Some audio suppliers see potential in applying room-acoustics compensation technology to multiroom audio systems. Some don’t.
Two that do are TacT Audio and Polk, but Meridian isn’t so sure.
About a year ago, Little Ferry, N.J.-based TacT began offering 2×150-watt (into 8 ohm) amplifiers with optional room-correction boards that measure distortions and compensate in the time and frequency domains, said TacT owner Boz Bozovic. Multiple amps can be installed to deliver up to 16 channels of room correction for up to eight rooms. The amp retails for $3,190 without board and $3,690 with board.
TacT also offers a 7.3-channel surround processor with its room-correction technology built-in at $9,999.

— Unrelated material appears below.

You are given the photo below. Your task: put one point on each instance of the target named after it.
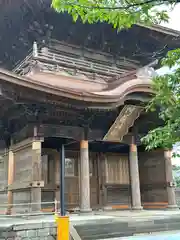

Also in recent months, Polk began shipping two active in-wall speakers with built-in digital signal processing (DSP). Polk’s technology is intended mainly to compensate for inherent speaker-design limitations, for the acoustic drawbacks of speaker placement in a wall, and the arrival times of sounds from each speaker, but it also incorporates a simpler acoustic-compensation technology. The speakers don’t use microphones to measure the distortions created by a particular room. Instead, the speakers rely on installers to input easily observed room and speaker placement characteristics, such as room dimensions and whether the room’s acoustical signature is neutral, somewhat lively, or lively. The speaker’s DSP then selects the best frequency-domain EQ curve and time delays to optimize the sound of the speaker for the room’s conditions, Polk said.
The two Polk speakers are the round in-ceiling two-way, bi-amped LC80i and the tri-amped rectangular three-way in-wall LC265i at suggested retails of $1,200 and $1,500 each, respectively. The price excludes an $800 48-volt power supply installed at the main system-equipment rack. A single power supply can power up to one pair of LC265i speakers or two pair of LC80i speakers.
The audio and control signals received by the speakers are IP-based for use with the Netstreams IP-based multiroom audio system.
For custom and non-custom home theaters, Meridian sees sales opportunities for products that compensate for a room’s acoustics, but the company sees less potential for multiroom audio applications. “Our dealers say multiroom audio is typically wallpaper and not quality-driven,” said sales trainer Ken Forsythe.
For home theater use, Meridian offers a pair of eight-channel preamp processors with room-correction DSP and microphone inputs to measure the distortions introduced by the specific room in which the theater resides.
Meridian also offers a pair of active in-wall speakers incorporating DSP, but the DSP doesn’t correct for room acoustics. Instead, the $5,000/pair DSP420 uses digital processing to compensate for the inherent drawbacks of in-wall speaker designs and in-wall placement and to perform crossover functions and time alignment in the digital domain.